By Ben Nitkin on
For a while now, I've been interested in making a camper trailer. Something hard-sided for winter camping, but lots of ventilation for summer. It'd have to be light enough to tow - under 1000 pounds or so, and cheap enough to build without worrying about expenses.
Now that I have a job and a workshop, I can! It's kinda exciting.
I browsed through Teardrops & Tiny Travel Trailers quite a bit for inspiration before settling on a final design. The design I settled on is a clamshell, a little like those old VW camper-busses. The entire roof opens up, and can be either screened or canvassed in, depending on weather (the miracle of velcro). In the back, a set of double-doors open to a small galley (about 14" deep), enough for basic food preparation and a campstove. Forward of that, the cabin will house a full-size mattress, a little storage, and not much else. One door on each side opens to provide access to the sleeping area (each around 30x30").
I looked into integrated sinks and cooktops and the like, but they all added cost and limited options. By starting with a no-frills camper, I have room to customize it to suit me as time goes on.
This past winter, I spent a while making plans - I'll probably write about that some other time. This past week, I started framing the thing, and that's way more fun. It's framed like a house, more or less. I'm using 2x2 for studs, instead of the normal 2x4 or 2x6, and my spacing is all over the place - 15" in the front, and wider on the sides and back.
I'm also using glue and dowels for joinery. With the loads that wind will put on this thing, I'm not confident in nails alone, and the metal brackets usually used for framing are for 2x4's, anyway.
Unlike many of the builds on tnttt.com, I'm building the trailer on its own. Once the exterior is complete and the whole thing is weatherproof, I'll carry it outside and bolt it onto my 5x8' chassis. Building the box off of the trailer keeps things light - I can rotate the entire carcasse to provide easy access to any face. And I don't have to worry about tarping it in bad weather!

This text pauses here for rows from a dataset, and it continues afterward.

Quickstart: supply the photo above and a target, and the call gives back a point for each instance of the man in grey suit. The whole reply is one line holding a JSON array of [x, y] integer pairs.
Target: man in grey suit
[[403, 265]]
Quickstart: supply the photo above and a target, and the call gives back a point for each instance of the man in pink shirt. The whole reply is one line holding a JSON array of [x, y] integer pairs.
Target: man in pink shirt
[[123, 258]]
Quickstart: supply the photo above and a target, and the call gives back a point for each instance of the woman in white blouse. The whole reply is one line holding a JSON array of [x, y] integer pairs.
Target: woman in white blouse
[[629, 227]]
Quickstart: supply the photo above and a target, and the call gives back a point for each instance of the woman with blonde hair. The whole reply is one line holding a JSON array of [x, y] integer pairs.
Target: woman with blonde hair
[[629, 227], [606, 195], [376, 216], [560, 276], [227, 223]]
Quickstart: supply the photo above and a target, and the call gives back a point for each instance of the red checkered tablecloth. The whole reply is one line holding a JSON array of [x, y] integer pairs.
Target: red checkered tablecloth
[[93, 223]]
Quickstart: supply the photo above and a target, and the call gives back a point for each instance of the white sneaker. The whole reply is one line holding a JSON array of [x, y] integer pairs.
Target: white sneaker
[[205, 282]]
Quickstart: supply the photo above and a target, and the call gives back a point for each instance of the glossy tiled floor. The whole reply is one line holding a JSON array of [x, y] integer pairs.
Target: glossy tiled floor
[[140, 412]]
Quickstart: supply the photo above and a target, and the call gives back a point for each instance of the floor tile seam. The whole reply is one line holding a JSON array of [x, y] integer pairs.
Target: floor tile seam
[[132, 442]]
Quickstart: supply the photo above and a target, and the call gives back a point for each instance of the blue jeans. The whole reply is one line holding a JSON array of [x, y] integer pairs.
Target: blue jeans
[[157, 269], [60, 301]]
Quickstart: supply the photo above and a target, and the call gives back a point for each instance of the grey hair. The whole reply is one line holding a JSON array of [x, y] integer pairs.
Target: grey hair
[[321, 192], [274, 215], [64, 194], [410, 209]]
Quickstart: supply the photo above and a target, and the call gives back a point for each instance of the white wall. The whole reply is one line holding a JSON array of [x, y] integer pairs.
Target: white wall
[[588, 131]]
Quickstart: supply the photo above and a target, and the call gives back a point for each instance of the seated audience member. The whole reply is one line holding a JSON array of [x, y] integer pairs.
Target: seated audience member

I started by making the front and side faces, then joined them with little wood blocks. (The blocks help a lot with structural integrity). The back was last. Two 2x2 beams form the edges of the countertop; a third defines the bottom back edge of the trailer. (The top-back is open to make better use of the articulated roof).
More recently, I added angled pieces to the top of the frame to force rain to drain out, and started skinning the outside with 5mm underlayment plywood. The next step is insulating the walls and starting on the roof!